The article made me realize that, with the increasing power of computers, the day might not be far off when retailers can identify customers the moment they walk in the store, by using facial recognition software. Privacy advocates fear that companies will use RFID to build up giant personal profiles of their customers—by embedding tags in clothes and linking them to personal information when they pay—that could be used to identify them in stores, and then pitch them products. They say this makes RFID a unique threat to privacy. But the BusinessWeek story suggests retailers might not need RFID at all to do this, that intelligent video-surveillance systems would work just as well—or better.
The story also says retailers are looking at RFID’s potential role in thwarting thieves. It mentions the possibility of using smart shelves with built-in RFID readers and antennas to detect when several items have been removed, indicating a possible theft in progress. The system could alert security guards to watch the person who lifted the items to make sure he or she pays. This could work better than electronic article surveillance systems, which don’t alert security until someone has passed a portal at the door—when it’s often too late.
The BusinessWeek story also mentions Gatekeeper Systems‘ Purchek product, which it describes as RFID—even though it’s not. The system uses a transmitter that emits very-low-frequency (below 9 kHz) RF signals to a digital circuitry board in the shopping-cart wheel. The wheel translates the coded signal and, depending on the specific signal received, triggers a motor inside the wheel either to engage or disengage an internal brake. If someone is leaving the store without paying, the cart locks up. This system is not RFID because the receiver in the shopping-cart wheel does not have a unique identifier. There is no transponder and no exchange of data.
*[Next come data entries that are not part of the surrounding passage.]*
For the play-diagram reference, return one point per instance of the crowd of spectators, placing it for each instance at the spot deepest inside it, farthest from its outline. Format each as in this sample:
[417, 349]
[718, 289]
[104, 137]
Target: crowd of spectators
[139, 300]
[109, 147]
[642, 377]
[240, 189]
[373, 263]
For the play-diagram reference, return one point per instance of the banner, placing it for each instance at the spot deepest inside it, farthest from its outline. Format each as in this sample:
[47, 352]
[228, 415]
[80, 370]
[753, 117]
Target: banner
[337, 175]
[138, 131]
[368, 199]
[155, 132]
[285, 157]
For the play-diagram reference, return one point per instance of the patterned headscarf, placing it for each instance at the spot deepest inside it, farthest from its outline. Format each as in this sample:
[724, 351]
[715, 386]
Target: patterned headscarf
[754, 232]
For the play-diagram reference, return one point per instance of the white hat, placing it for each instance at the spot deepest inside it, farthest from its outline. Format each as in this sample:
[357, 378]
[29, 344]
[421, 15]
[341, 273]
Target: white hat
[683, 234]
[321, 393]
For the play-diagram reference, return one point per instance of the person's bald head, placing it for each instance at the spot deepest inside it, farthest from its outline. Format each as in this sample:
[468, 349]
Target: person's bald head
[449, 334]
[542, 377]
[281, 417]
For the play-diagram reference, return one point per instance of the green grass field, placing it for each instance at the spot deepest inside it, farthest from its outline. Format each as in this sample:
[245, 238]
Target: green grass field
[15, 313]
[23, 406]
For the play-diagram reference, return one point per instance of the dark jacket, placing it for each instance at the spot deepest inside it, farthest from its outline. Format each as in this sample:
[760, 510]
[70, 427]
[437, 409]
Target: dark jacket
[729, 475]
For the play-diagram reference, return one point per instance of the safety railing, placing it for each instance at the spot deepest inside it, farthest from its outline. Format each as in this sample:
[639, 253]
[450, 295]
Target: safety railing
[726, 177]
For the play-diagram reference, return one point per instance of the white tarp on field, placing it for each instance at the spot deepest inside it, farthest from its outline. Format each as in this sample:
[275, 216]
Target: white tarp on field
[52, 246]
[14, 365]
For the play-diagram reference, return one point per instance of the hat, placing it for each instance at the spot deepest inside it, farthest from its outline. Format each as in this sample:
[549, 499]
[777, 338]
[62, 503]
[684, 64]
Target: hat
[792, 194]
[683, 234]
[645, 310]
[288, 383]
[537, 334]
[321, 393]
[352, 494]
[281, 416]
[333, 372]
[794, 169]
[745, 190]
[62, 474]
It’s not a given that RFID will ever be used in theft-prevention systems in stores, but even if it’s not, it will be in stores for inventory control and other purposes. So RFID will continue to be a technology privacy advocates will be watching. That’s understandable. But what the BusinessWeek story clearly shows is that the privacy issue—and any legislation to protect privacy—must not be tied to any one type of technology. Rather, it must focus on the rights of consumers to privacy, and the rights of businesses to protect themselves from being robbed while doing business in the most cost-efficient way.